A diferencia de lo ocurrido en 1526, en 1531 los manteños optaron por dejar abandonados sus asentamientos, quemar sus pueblos y desaparecer sus reservas de maíz. No sólo se puede atribuir esta conducta al miedo, sino por el contrario a toda una respuesta que pretendía dejar a los españoles sin abas­tecimientos, lo cual ocasionó el desgaste de las huestes en su avance al Perú. Los indios rebeldes se refugiaron en las montañas, entre los yumbos, a quie­nes todavía en 1568 se intentaba pacificar a propósito de la conquista de Es­meraldas, la última de las regiones que se mantenía incontrolada.
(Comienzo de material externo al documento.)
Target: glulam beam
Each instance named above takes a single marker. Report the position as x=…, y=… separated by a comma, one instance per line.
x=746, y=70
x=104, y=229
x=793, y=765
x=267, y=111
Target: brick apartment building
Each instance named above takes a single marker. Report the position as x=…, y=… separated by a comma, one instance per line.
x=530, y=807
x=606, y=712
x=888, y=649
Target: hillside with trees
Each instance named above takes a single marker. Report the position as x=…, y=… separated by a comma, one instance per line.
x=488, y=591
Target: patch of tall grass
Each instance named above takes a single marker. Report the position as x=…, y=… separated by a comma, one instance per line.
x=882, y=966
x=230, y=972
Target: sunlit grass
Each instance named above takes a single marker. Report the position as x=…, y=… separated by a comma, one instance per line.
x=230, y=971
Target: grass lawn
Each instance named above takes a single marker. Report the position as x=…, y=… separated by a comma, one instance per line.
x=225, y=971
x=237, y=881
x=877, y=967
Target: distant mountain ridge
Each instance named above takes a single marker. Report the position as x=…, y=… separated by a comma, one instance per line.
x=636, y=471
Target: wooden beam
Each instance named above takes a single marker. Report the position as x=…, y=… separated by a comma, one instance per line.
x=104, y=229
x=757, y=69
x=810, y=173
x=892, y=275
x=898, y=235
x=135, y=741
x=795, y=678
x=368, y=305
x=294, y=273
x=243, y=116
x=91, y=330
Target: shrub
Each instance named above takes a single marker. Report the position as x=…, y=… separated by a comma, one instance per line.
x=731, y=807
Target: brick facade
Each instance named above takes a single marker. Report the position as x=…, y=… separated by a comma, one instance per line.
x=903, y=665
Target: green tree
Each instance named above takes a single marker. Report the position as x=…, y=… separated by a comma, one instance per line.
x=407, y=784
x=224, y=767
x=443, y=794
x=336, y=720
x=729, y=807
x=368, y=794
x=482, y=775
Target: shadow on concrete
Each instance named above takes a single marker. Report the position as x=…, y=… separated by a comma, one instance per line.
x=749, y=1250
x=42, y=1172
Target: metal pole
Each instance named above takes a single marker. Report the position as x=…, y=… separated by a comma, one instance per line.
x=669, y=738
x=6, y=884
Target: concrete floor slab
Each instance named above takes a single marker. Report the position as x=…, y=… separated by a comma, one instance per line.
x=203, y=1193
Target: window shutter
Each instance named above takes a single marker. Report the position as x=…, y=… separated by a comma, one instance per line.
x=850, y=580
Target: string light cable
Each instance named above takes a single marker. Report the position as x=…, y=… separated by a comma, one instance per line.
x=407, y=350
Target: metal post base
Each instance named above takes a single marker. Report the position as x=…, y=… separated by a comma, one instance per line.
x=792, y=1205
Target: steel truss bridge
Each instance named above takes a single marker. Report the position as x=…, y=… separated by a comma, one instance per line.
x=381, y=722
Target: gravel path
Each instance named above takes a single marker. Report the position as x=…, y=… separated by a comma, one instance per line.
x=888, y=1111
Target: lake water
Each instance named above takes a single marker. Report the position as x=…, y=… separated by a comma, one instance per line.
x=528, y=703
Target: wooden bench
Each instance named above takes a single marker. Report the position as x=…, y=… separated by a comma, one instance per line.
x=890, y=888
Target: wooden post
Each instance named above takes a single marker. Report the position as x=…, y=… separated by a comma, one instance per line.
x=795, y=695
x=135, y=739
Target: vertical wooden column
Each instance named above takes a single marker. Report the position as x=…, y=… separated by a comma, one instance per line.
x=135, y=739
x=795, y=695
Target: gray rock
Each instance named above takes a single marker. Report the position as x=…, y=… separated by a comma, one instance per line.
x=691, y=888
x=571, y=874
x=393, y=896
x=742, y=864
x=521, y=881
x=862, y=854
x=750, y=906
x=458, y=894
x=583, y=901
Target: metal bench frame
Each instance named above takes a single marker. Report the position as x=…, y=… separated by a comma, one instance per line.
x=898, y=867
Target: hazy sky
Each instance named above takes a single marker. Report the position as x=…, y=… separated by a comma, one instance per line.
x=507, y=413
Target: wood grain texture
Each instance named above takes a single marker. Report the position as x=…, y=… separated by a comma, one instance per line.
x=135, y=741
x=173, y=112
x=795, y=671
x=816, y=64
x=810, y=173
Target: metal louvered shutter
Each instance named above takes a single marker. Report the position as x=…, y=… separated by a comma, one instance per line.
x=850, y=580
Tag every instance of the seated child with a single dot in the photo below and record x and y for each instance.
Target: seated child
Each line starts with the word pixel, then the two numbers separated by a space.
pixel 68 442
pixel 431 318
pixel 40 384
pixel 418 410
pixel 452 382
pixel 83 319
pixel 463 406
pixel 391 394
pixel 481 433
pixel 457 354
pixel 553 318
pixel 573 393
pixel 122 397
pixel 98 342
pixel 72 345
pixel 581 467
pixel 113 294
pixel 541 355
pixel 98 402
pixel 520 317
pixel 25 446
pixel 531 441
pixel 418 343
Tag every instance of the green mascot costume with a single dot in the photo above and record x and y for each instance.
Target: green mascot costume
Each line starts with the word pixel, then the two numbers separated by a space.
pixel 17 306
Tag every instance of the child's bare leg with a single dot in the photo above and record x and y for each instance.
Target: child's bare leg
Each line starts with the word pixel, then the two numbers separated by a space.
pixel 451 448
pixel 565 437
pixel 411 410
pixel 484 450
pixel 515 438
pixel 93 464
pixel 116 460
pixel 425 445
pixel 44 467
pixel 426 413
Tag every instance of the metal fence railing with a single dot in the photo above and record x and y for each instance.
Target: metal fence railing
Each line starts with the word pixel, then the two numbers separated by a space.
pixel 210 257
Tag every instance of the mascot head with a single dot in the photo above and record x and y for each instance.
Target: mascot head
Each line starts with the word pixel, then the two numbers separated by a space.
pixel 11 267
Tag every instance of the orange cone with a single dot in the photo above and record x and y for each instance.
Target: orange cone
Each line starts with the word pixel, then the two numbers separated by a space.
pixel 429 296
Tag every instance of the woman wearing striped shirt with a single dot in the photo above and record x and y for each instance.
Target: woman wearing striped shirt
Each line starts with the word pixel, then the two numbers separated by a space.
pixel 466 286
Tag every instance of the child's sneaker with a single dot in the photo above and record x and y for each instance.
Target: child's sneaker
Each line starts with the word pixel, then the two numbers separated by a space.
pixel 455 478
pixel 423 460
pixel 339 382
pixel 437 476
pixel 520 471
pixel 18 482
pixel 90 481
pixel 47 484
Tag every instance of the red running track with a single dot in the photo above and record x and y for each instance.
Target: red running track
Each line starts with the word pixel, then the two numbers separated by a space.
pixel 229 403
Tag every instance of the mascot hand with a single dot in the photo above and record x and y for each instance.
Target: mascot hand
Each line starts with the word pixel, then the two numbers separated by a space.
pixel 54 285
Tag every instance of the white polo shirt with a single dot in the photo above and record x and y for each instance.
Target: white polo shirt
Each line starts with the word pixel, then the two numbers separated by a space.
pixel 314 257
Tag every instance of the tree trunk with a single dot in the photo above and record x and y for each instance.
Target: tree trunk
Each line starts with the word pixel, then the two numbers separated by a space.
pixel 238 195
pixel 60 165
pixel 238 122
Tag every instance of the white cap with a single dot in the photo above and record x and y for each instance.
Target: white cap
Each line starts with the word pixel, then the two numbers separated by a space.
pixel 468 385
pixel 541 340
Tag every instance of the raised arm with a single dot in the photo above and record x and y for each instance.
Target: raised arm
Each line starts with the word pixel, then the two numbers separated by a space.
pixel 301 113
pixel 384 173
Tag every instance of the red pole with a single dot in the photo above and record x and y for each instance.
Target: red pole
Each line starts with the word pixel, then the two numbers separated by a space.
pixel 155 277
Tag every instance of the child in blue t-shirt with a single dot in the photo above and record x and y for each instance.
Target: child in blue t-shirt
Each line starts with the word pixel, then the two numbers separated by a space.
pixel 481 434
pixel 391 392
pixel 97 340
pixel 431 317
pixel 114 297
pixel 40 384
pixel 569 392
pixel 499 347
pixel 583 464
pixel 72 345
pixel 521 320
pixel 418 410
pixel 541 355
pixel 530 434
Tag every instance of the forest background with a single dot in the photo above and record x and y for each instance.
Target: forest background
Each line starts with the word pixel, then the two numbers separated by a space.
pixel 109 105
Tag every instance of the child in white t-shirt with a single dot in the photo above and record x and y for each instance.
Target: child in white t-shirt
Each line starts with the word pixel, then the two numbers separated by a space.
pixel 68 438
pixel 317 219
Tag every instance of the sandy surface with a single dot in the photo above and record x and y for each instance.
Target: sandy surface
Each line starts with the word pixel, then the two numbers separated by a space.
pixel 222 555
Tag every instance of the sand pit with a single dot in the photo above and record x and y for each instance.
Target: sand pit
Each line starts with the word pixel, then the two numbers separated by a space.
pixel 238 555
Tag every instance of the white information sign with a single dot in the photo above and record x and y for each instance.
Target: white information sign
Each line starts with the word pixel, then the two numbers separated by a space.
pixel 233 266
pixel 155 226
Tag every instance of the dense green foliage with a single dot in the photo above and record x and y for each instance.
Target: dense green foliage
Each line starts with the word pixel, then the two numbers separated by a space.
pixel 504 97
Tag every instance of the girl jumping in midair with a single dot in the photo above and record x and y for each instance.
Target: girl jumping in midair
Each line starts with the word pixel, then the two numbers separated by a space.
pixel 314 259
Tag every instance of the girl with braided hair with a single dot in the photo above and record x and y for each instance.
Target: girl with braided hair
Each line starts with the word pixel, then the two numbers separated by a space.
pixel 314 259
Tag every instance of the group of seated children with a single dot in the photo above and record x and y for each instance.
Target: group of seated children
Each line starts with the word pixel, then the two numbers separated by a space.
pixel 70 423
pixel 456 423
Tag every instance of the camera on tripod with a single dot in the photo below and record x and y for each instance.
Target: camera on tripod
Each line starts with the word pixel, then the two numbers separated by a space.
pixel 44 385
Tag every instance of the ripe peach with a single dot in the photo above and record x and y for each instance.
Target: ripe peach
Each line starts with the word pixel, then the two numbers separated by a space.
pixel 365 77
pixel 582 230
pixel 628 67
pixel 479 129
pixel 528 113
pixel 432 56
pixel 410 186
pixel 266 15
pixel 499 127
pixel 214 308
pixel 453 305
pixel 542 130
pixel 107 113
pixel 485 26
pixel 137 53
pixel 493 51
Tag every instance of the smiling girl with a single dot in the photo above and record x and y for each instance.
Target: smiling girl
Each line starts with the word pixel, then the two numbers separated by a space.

El arrinconamiento de la sociedad manteña hacia la zona montañosa es un tema poco estudiado, en el sentido de rastrear la posibilidad de que grupos tardíos como el de Los Colorados, pudieron haber acogido a los aborígenes de la diáspora, a juzgar por el parecido físico que comparten con la gente de la Costa. La disminución de la población de la Costa es atribuida a las guerras y al problema de la agresión biológica, es decir, a las enfermedades traídas por los europeos; pero 1535 parece una fecha aún temprana para justificar la desaparición de sociedades como la de Jocay, con 20.000 habitantes, o de otros pueblos de concentraciones masivas como Coaque o Salangome. En efecto, se afirma con respecto a Puerto Viejo que “en estas provincias hai pocos Indios”. La diáspora manteña, la huída ha­cia el interior, fue al mismo tiempo una estrategia de resistencia, pero asímismo una debilidad, puesto que finalmente la estructura de poder no pu­do rearticularse rápidamente.